Extreme fire behavior and lightning storms predicted this weekend

Firefighters set up sprinklers on Trail of the Cedars as a precautionary measure. (NPS Photo)

WEST GLACIER, MT. – No new overnight backcountry permits are being issued at this time due to developing critical fire weather conditions.

Isolated dry thunderstorms are possible tonight and Saturday, followed by gusty winds Saturday afternoon into Sunday associated with a cold front passage.

The park is currently fighting three large fires and is preparing for the potential of a fourth, the Kenow Fire coming down from Canada near Goat Haunt.

There are no backcountry evacuations at this time, and there is no immediate threat at this time to backcountry users.

Rain for Rent set up along Snyder Creek in the Lake McDonald Lodge area on 9/8/2017 (NPS Photo)

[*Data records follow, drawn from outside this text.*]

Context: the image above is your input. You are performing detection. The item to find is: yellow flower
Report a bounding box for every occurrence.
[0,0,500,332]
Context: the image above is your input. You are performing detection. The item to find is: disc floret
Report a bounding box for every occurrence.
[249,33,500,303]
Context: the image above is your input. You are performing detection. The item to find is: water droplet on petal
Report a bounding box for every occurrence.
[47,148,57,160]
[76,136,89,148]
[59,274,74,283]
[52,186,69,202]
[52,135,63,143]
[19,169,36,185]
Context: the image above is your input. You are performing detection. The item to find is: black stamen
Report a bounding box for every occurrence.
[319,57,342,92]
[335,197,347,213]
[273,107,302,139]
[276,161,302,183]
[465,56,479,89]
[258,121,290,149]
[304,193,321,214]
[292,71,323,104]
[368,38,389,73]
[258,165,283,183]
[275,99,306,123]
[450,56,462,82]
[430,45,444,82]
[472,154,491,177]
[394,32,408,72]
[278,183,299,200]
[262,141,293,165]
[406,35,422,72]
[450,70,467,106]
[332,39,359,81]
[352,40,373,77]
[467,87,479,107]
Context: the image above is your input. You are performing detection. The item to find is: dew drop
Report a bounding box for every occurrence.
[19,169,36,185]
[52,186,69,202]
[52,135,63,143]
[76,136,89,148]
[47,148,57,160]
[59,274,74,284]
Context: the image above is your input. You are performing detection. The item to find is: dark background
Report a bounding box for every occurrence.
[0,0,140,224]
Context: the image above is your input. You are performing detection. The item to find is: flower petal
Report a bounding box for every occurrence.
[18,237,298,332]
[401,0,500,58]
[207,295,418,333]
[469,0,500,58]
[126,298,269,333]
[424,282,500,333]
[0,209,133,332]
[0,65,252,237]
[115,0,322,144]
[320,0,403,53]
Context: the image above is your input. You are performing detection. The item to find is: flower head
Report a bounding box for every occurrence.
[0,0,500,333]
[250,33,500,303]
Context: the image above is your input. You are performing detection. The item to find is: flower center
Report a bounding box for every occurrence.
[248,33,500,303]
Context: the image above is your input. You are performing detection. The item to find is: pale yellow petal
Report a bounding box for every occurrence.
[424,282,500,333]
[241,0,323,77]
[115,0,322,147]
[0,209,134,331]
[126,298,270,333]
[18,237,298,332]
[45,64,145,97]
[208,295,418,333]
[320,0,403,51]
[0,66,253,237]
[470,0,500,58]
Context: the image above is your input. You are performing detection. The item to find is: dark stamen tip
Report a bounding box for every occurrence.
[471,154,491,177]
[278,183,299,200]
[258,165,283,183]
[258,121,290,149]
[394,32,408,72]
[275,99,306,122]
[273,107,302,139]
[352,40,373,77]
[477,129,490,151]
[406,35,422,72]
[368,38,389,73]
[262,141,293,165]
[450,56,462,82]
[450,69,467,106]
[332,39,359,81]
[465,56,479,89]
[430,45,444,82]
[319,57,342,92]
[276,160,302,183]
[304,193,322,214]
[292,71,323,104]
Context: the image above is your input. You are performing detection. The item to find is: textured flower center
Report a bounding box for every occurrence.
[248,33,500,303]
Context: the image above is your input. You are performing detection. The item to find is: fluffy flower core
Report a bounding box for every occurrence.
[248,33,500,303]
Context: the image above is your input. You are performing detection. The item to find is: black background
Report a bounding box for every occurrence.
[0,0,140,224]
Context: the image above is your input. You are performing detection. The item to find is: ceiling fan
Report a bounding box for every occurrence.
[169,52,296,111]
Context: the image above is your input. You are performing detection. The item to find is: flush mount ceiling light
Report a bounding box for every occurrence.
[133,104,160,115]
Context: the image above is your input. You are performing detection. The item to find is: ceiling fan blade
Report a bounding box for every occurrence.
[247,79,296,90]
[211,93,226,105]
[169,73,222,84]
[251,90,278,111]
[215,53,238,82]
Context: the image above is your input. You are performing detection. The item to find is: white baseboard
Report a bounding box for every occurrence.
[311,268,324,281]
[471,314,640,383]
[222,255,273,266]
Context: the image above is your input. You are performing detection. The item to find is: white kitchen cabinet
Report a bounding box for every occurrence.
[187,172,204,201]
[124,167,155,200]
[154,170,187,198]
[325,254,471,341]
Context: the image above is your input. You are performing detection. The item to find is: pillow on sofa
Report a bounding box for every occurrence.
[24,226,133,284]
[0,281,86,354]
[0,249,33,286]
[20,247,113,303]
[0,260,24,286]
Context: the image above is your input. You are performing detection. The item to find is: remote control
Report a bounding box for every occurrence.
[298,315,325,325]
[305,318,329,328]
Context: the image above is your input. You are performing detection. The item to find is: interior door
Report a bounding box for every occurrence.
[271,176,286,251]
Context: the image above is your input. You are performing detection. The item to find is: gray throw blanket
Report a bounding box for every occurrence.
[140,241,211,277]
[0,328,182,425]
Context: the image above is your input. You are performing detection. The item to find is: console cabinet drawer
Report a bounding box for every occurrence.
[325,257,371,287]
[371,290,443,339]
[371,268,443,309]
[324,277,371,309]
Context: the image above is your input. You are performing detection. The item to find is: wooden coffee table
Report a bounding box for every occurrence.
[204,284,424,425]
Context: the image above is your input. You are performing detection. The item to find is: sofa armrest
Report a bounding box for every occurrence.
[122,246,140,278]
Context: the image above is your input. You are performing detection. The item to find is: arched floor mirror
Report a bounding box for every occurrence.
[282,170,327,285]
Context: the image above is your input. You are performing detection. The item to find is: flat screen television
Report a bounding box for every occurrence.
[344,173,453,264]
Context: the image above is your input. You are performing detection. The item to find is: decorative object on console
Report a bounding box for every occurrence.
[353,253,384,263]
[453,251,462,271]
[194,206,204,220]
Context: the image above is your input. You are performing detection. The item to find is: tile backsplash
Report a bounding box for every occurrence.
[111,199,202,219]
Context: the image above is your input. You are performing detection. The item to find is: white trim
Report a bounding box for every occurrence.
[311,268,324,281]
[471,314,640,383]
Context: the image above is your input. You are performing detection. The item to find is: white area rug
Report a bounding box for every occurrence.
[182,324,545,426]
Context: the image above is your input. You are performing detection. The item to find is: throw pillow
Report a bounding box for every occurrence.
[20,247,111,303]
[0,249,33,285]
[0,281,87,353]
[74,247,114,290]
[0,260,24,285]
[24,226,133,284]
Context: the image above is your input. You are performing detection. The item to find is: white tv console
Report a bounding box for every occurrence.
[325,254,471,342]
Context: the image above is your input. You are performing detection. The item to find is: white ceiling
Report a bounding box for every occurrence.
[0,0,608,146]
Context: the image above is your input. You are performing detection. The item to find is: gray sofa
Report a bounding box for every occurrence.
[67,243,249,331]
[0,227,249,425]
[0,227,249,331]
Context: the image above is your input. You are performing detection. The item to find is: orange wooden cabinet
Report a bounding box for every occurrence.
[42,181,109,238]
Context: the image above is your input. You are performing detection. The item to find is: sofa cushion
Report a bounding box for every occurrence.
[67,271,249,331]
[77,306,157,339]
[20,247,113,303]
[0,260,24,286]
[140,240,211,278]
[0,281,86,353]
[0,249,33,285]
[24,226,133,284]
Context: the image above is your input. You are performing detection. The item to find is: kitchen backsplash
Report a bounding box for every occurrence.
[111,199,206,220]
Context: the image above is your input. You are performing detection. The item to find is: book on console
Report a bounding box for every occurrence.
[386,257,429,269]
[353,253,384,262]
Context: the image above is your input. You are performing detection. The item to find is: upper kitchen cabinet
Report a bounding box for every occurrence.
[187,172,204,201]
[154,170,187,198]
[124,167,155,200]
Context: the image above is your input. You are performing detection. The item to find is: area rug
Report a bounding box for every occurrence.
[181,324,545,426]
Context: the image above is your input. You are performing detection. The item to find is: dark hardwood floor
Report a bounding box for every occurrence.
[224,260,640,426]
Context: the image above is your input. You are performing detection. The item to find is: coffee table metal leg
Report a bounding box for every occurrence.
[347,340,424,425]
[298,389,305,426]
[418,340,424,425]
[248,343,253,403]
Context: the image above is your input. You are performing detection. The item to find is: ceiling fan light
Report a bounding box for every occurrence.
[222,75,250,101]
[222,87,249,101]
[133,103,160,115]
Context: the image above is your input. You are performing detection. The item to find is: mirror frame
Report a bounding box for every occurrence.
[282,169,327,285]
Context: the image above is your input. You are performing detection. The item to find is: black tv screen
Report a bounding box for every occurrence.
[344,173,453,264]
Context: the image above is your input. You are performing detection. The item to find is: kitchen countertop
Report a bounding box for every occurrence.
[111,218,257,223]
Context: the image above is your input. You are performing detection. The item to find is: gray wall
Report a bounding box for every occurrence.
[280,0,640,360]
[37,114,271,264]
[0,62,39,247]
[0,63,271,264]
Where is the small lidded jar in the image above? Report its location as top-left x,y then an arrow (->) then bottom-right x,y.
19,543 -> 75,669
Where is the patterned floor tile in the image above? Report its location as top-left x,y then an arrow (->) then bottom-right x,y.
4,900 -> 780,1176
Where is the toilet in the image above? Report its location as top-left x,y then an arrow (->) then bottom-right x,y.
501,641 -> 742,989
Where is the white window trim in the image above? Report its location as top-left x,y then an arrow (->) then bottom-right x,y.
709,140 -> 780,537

The intent of this action is to reduce the number of people overnighting in the backcountry. In the event of a new fire start or rapid growth of existing fires, the park has significantly fewer resources available, due to ongoing fire operations, to assist a large number of people out of the backcountry.

The duration that no new overnight backcountry permits will be issued is unknown due to ongoing dry conditions, extremely high fire behavior, and the extended fire season outlook.

Elder Creek Fire lies on the Montana and British Columbia border, and started on the Canadian side on September 2nd. It is currently 2,055 acres, with 260 acres on the US side. Firefighters have begun implementing structure protection around the Kishenehn Patrol Cabin and surrounding areas.

The Kenow Fire burning in Canada could potentially impact Waterton Lakes National Park and northern portions of Glacier National Park.  As a precaution, firefighters have started on some structure protection in the Goat Haunt area of Glacier National Park.